Zum zweiten Punkt - Ich habe zuhause leider keinen Mac - die Seite sollte aber auch auf nem Mac Internet Explorer bzw. Safari aussieht - besonders das Dropdown Menü (ist noch ziemlich provisorisch ...

Danke, mfg 
mame


----------



## Alexander Feil (31. Dezember 2004)

*Re: Problem mit Seitenaufbau --> weiße striche bei bestimmten fenster & aussehen auf*

Hallo,

ich hab mir deine Seite ein bisschen angeschaut.
Im Firefox und im IE bei mir gibts keine störenden Striche, egal wie ich das Fenster vergrößer/-kleiner.

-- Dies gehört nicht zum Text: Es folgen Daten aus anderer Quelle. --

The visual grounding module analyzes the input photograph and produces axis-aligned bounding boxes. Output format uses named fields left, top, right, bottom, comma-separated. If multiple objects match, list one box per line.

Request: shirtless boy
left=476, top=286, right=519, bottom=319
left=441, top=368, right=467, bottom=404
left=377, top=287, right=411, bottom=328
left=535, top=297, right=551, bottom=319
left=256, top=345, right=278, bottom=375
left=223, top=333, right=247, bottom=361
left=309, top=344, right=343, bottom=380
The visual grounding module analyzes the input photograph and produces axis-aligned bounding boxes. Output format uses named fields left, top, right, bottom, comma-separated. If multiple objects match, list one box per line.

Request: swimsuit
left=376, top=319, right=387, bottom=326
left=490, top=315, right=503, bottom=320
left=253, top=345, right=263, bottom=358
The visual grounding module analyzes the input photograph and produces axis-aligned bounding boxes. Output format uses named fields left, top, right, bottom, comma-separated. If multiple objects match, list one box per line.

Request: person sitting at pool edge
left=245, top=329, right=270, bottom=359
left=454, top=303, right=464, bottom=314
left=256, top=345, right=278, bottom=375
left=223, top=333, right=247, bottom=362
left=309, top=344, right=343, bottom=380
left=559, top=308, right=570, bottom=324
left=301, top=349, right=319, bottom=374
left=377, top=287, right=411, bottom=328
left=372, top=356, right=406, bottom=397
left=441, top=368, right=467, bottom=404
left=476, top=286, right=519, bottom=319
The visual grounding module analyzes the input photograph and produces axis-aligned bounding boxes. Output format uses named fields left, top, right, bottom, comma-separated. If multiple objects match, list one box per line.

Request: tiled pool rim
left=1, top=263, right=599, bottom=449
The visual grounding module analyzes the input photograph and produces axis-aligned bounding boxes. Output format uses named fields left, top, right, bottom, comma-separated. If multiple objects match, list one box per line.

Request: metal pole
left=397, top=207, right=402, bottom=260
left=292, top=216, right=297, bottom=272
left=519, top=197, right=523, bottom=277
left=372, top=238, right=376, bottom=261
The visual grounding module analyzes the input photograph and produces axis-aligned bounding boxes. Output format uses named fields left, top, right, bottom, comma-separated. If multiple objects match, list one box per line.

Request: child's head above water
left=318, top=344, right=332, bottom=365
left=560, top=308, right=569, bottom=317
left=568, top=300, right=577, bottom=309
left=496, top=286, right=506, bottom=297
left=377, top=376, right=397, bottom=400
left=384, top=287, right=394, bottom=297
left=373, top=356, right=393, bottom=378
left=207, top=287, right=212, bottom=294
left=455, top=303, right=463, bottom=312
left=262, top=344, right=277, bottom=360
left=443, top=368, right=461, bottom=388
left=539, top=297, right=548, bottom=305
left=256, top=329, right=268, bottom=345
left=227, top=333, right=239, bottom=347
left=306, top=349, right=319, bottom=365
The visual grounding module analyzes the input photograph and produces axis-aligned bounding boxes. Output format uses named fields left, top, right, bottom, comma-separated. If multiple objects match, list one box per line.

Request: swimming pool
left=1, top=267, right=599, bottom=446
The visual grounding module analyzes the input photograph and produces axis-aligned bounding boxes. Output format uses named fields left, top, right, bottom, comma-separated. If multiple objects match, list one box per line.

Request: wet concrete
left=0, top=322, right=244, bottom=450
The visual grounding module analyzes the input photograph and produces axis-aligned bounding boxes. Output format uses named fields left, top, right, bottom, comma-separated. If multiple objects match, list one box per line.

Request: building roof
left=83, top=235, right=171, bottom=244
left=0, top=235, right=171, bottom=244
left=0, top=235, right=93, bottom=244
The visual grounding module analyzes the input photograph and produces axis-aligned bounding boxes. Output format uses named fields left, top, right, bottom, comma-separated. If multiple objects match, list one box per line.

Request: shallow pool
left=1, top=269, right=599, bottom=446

Und valide ist die Seite auch einigermaßen.
Einen Mac hab ich zu Hause leider nicht zur Verfügung.

Gruß
Aleks

P.S. Mir gefällt der Ansatz deiner Seite gut.


----------



## Budman (31. Dezember 2004)

*Re: Problem mit Seitenaufbau --> weiße striche bei bestimmten fenster & aussehen auf*

Auch keine Fehler zu vermelden! 

Gruss und guten Rutsch!


----------



## mameluck (1. Januar 2005)

danke euch zwei für die Rückmeldung!

liegt wohl dann an meinem Laptop...
wenn sich jemand finden lässt der einen Mac besitzt, würde ich mich freuen, wenn er das testen kann ob das Dropdown Menü funktioniert.... Danke!

mfg mameluck


----------



## Consti (1. Januar 2005)

Unter Windows und Opera (neuste Version) gibt's auch keine Probleme


----------



## Yoo (6. Januar 2005)

*Re: Problem mit Seitenaufbau --> weiße striche bei bestimmten fenster & aussehen auf*

Der Link geht nicht. ?sonst könnt ich dir was dazu sagen.
 lg
 Yoo


----------



## mameluck (6. Januar 2005)

das Problem hat sich erledigt... ich hatte genug feedback... es entstehen anscheinen nur auf meinem Laptop weiße Striche - warum auch immer...
und das Aussehen auf einem Mac hab ich nach den Ferien in der Schule testen können...

danke trotzdem, 
mameluck


----------